The Long-Term Costs of Divorce

From a taxing divorce to an arduous task of revising your taxes, the work involved in transitioning back to single life seems to linger endlessly. Luckily, the light at the end of the tunnel is near. Consider these points when you file your taxes to get there sooner.

What You Need to Do

After your divorce, you’ll have to be proactive in taking steps to update your information with the IRS. You should:

  • File Form 8822 to change your address
  • Inform the Social Security Administration of any name changes with Form SS-5, Application for a Social Security Card
  • Submit a new Form W-4 to update your marital status and change your tax withholdings

What Is My Filing Status?

Your tax filing status depends on your marital status as of December 31 of the year you’re filing for. If your divorce has been finalized by the end of the year, you can file as single for the year.

If you and your partner have been living in separate residences pending your divorce, you may qualify as head of household. Typically, this status is afforded to those who have lived separately for more than six months. If you do not qualify, you will have to file jointly or separately.

Tax Deductions

Alimony is a common consideration for divorcees’ filings. How it’s handled depends on when your divorce was settled. If your marriage was settled:

  • Before December 31, 2018: The paying spouse can claim payments as a tax deductible, and the receiving spouse must report alimony as taxable income.
  • On or after January 1, 2019: The paying spouse cannot deduct alimony payments, and the receiving spouse does not need to report the payments as taxable income.

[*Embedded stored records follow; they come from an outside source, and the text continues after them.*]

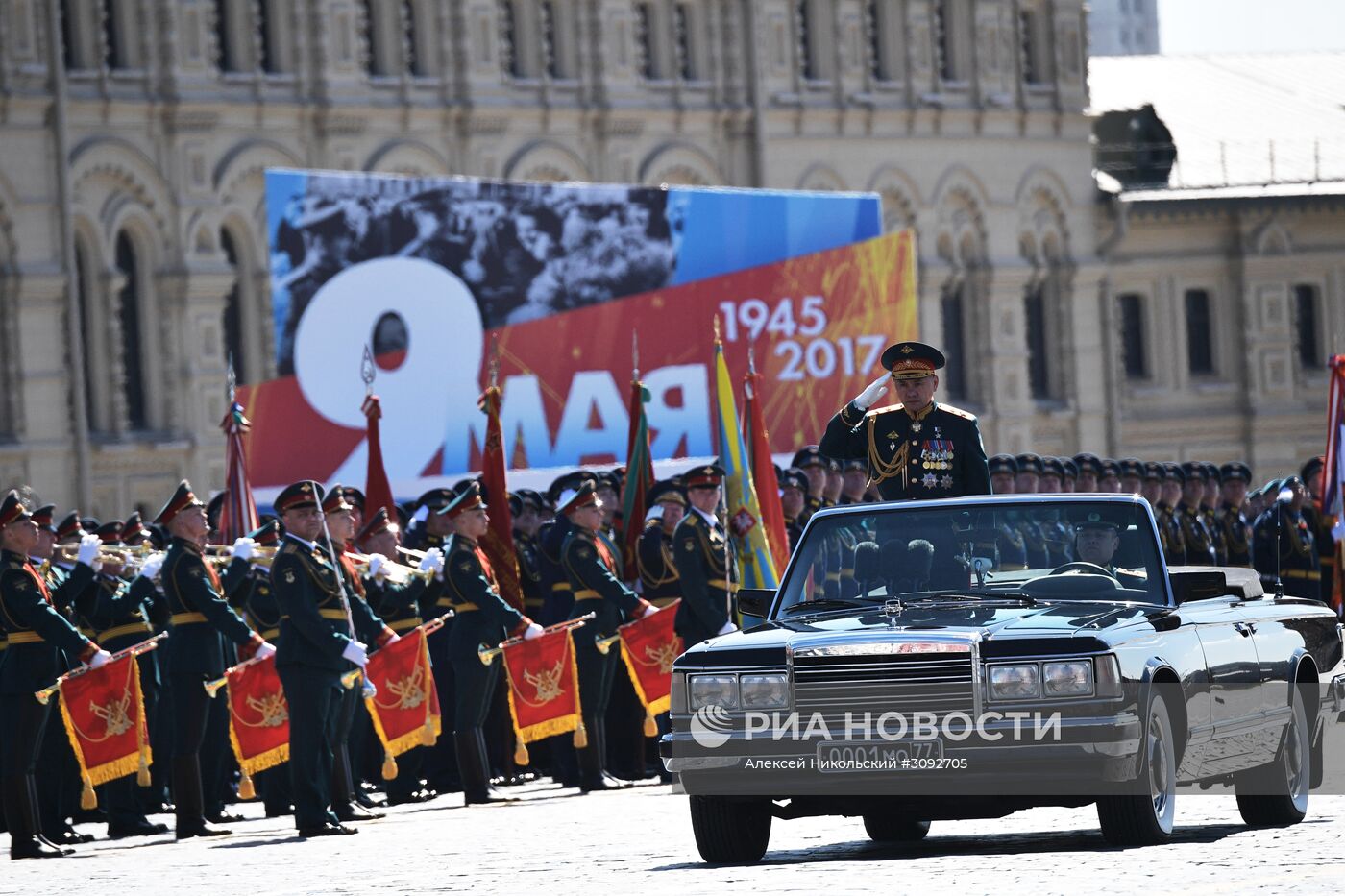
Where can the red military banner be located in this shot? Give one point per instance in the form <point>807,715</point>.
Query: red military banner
<point>258,718</point>
<point>104,714</point>
<point>405,704</point>
<point>544,687</point>
<point>648,647</point>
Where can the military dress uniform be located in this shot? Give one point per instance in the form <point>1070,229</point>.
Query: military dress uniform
<point>595,579</point>
<point>483,618</point>
<point>37,634</point>
<point>932,452</point>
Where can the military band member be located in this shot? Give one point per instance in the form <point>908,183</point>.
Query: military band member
<point>37,634</point>
<point>1284,547</point>
<point>199,615</point>
<point>656,563</point>
<point>1089,472</point>
<point>594,574</point>
<point>318,643</point>
<point>1165,514</point>
<point>1234,529</point>
<point>1197,543</point>
<point>483,618</point>
<point>1321,523</point>
<point>917,448</point>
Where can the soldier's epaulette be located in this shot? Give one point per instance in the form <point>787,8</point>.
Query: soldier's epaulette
<point>874,412</point>
<point>958,412</point>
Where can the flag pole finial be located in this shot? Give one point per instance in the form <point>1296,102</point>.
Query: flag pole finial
<point>367,372</point>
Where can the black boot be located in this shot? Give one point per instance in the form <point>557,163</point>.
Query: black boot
<point>188,801</point>
<point>343,791</point>
<point>20,815</point>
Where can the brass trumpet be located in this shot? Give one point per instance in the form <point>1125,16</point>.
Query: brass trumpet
<point>488,654</point>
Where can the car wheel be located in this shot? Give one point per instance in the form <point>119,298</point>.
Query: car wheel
<point>884,828</point>
<point>1275,794</point>
<point>730,831</point>
<point>1145,817</point>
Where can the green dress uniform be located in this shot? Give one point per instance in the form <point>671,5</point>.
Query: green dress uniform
<point>483,618</point>
<point>592,570</point>
<point>37,635</point>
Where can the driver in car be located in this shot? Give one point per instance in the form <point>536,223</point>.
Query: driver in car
<point>1096,543</point>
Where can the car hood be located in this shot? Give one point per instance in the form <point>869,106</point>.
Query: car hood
<point>1068,626</point>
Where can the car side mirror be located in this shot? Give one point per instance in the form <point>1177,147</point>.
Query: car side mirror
<point>756,601</point>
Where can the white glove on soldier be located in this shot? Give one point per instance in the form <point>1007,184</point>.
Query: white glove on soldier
<point>433,559</point>
<point>355,653</point>
<point>154,563</point>
<point>89,546</point>
<point>865,399</point>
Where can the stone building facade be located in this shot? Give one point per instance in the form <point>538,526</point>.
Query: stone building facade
<point>136,133</point>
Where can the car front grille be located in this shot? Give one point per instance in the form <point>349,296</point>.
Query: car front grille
<point>858,684</point>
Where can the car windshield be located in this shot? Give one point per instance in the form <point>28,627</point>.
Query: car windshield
<point>999,549</point>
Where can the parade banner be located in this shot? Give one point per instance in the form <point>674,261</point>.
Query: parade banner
<point>429,272</point>
<point>648,647</point>
<point>258,718</point>
<point>405,704</point>
<point>544,687</point>
<point>104,714</point>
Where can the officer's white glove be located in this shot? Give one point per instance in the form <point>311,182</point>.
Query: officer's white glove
<point>89,546</point>
<point>151,567</point>
<point>355,653</point>
<point>865,399</point>
<point>433,559</point>
<point>376,566</point>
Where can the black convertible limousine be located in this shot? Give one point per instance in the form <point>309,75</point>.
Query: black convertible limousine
<point>904,674</point>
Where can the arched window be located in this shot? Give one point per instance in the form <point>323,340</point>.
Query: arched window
<point>130,318</point>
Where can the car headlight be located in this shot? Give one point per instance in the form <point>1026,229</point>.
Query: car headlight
<point>1015,682</point>
<point>706,690</point>
<point>764,691</point>
<point>1071,678</point>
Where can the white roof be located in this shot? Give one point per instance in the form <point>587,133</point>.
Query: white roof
<point>1236,118</point>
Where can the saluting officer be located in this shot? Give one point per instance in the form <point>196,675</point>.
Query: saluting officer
<point>917,448</point>
<point>316,646</point>
<point>483,618</point>
<point>703,560</point>
<point>595,579</point>
<point>199,615</point>
<point>37,634</point>
<point>1234,529</point>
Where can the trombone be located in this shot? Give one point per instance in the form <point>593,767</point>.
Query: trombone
<point>488,654</point>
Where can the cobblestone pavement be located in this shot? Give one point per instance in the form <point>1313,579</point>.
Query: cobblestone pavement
<point>639,841</point>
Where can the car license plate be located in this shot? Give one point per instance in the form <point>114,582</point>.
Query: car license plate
<point>880,755</point>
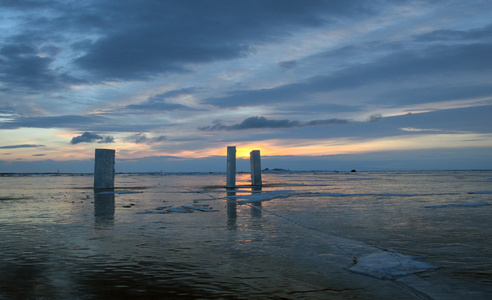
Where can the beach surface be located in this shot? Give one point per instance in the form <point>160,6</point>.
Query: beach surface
<point>303,235</point>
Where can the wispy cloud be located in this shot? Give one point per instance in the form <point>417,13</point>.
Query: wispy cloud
<point>89,137</point>
<point>141,138</point>
<point>263,123</point>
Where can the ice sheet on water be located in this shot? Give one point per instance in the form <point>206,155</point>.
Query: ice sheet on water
<point>116,192</point>
<point>458,205</point>
<point>198,208</point>
<point>262,196</point>
<point>389,265</point>
<point>481,192</point>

Additionally, a spouse could deduct the fees accrued from getting alimony or tax help during their divorce. Other divorce-related fees, such as the legal and court costs associated with finalizing your dissolution of marriage, are not deductible.

Who Can Claim Dependents?

If you and your partner have any children, only one of you may claim them in your tax filings. The parent eligible to claim dependents is the one with primary custody. In the event that your custody schedule is split evenly, the spouse with the highest Adjusted Gross Income may claim the dependents.